What is also apparent is that the legalism found in today’s fundamentalist circles is particularly aimed at women. If an adult woman wants to have a lot of kids and be a stay-at-home wife and mother, more power to her – as long as it’s her choice. Men are not the priests and rulers over women. How this blatantly pagan idea has worked its way into Christian circles is beyond me. Throw certain proof texts around all you want; the understanding that men are to rule women and that this was God’s design before the fall is built on a nineteenth century view of the world. Women are accountable to God for their lives. We have free will. We stand before Him, reflecting something of His image, completely on equal footing with men.

I hope you come away from this series with a desire to live your life in complete surrender to God, rather than to the dictates of humankind.

My journey to faith. (15)

For all the posts in the Not the Fundamentals series, go here.


3 thoughts on “Not the Fundamentals: Conclusion

  1. Being “good” doesn’t equal salvation at all.

    That’s an interesting statement. Of course, I’m taking it out of context, but I would expect someone who is saved and living a life devoted to Christ would display behavior that reflected their status and devotion. I think being “saved” is a good and necessary first step, but the Christian laser-like focus on “getting saved” sometimes seems a little self-centered. Jesus said “Repent for the Kingdom of Heaven (or alternately, Kingdom of God) is at hand (Matthew 3:2 and in several other places in the Gospels), not repent and save your own soul.

    There’s a lot to be said about the Kingdom of Heaven, but one point I read recently is that we each are part of the realization of a Kingdom that has started coming but not yet arrived. What we do to serve God and people matters. There’s a reason Jesus outlined the two greatest commandments, the two commandments that are the big “buckets” containing all the rest of the commandments (Matthew 22:36-40). We love God and serve people or better put, we love God *by* serving other people.

    This doesn’t require wearing certain clothing, using a particular translation of the Bible and so forth, but is does require us, not necessarily always to *be* good, but to *do* good.
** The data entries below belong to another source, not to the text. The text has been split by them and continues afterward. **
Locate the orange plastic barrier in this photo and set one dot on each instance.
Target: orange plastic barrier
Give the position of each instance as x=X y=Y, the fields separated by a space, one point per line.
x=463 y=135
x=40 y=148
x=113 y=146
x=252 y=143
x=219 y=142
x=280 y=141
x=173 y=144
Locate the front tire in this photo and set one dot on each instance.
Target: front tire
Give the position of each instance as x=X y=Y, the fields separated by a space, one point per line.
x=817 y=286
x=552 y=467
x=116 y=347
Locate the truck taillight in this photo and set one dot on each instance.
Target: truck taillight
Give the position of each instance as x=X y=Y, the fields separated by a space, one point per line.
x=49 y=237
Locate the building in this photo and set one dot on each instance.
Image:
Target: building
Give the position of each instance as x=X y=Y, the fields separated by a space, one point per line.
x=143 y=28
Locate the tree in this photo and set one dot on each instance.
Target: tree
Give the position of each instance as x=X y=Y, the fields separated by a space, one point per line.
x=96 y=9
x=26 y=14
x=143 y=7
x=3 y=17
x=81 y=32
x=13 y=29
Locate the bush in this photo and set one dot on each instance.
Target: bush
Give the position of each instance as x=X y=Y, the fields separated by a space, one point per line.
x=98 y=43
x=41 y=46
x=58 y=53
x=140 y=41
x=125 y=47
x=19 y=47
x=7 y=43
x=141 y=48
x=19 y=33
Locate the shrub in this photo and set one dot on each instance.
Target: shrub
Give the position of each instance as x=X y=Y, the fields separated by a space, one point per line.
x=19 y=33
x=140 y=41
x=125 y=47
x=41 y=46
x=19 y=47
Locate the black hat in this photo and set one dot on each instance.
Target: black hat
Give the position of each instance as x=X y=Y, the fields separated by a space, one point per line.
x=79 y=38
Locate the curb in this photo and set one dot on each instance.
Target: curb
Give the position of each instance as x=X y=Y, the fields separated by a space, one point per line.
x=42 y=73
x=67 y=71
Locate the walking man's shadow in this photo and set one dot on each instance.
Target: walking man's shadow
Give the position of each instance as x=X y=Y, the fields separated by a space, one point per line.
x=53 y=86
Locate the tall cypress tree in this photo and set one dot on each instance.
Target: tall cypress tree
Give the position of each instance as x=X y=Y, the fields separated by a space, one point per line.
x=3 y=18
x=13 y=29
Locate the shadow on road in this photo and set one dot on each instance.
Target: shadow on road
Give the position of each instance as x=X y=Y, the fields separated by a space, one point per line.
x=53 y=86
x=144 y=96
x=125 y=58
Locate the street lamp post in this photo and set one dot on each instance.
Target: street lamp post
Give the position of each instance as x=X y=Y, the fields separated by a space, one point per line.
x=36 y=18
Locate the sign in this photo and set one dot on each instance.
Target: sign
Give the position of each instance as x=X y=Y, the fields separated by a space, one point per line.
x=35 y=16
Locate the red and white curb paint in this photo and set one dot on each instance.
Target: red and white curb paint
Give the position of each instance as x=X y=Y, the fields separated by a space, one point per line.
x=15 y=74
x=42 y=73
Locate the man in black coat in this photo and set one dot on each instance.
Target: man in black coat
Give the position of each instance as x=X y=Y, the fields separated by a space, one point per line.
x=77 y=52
People in the Bible didn’t spend an inordinate amount of time worrying about being saved, they focused on what they were doing to serve God. You see this pattern from Abraham to Jesus to Paul and among the other devoted ones in the Bible.

    Does the rest of the minutia really matter?


    1. “What we do to serve God and people matters.”

      Totally agree. The Apostle James wasn’t kidding when he said that faith without works is dead. What I’m trying to get at is the works with faith mean nothing. Just because someone wears a certain style of clothing or reads certain books because it is expected of them doesn’t mean that they are in Christ.